Arabic Fake News corpora:
The following are two Arabic corpora for the task of fake news detection:
- Manual Annotated Corpus:
The annotation process resulted in a corpus containing 1,537 tweets (835 fake and 702 genuine), after excluding duplicated tweets, tweets that contain mixed fake and genuine news, and tweets where the fake news was meant as sarcasm. Statistical information about the manually annotated corpus is shown in the following table:
Fake Tweets | Not Fake Tweets | |
---|---|---|
Total Tweets | 835 | 702 |
Total Words | 20,395 | 19,852 |
Unique Words | 6,246 | 7,115 |
Total Characters | 117,630 | 113,121 |
- Automatic Annotated Corpus:
We trained different machine learning classifiers on the manually annotated corpus and used the best performing classifier to automatically predict the fake news classes of remaining unlabeled tweets. The outcome of the prediction process is 34,529 tweets (19,582 fake and 19,582 genuine) as shown in the following table.

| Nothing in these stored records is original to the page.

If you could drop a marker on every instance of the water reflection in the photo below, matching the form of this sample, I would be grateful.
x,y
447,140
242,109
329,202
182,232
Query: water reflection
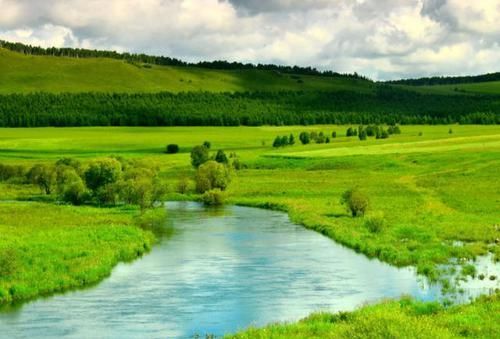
x,y
219,271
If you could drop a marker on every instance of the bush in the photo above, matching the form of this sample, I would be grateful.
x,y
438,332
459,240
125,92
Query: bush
x,y
102,172
356,202
199,155
221,157
375,223
212,175
304,138
183,185
213,197
8,262
172,149
44,176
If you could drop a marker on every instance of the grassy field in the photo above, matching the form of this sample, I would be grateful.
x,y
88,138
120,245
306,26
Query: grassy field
x,y
24,74
394,319
433,188
47,248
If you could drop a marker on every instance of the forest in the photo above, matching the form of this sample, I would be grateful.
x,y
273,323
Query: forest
x,y
167,61
387,105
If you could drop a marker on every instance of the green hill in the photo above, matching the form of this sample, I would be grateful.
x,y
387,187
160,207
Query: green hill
x,y
20,73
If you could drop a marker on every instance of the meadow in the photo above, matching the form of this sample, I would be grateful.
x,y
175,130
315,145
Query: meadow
x,y
436,188
26,74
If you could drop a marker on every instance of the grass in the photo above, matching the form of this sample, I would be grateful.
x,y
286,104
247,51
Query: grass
x,y
24,74
393,319
47,248
432,190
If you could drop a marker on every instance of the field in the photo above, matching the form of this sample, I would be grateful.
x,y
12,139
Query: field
x,y
434,189
391,320
24,74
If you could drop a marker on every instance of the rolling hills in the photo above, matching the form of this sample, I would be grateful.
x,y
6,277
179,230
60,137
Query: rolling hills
x,y
21,73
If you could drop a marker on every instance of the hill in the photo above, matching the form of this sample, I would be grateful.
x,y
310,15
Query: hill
x,y
20,73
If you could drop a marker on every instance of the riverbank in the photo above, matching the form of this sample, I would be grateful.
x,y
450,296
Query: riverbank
x,y
393,319
47,248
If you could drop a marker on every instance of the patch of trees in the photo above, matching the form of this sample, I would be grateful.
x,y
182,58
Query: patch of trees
x,y
448,80
282,141
167,61
388,106
106,181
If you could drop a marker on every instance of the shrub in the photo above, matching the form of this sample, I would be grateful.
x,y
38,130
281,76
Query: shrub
x,y
8,262
44,176
375,223
212,175
199,155
102,172
172,149
221,157
214,197
356,202
362,133
304,138
183,185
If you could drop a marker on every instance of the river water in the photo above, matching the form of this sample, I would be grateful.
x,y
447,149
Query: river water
x,y
218,271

Fake Tweets | Not Fake Tweets | |
---|---|---|
Total Tweets | 19,582 | 14,947 |
Total Words | 479,349 | 463,768 |
Unique Words | 79,383 | 88,037 |
Total Characters | 2,855,454 | 2,680,067 |
Machine Learning Classifiers:
Six machine learning classifiers were used to perform fake news classification for both datasets: Naïve Bayes [19], Logistic Regression (LR), Support Vector Machine (SVM), Multilayer Perceptron (MLP), Random Forest Bagging Model (RF), and eXtreme Gradient Boosting Model (XGB). The following are the hyper-parameters used with each classifier:
• NB: alpha=0.5
• LR: with default values
• SVM: c=1.0, kernel=linear, gamma=3
• MLP: activation function=ReLU, maximum iterations=30, learning rate=0.1
• RF: with default values
• XGB: with default values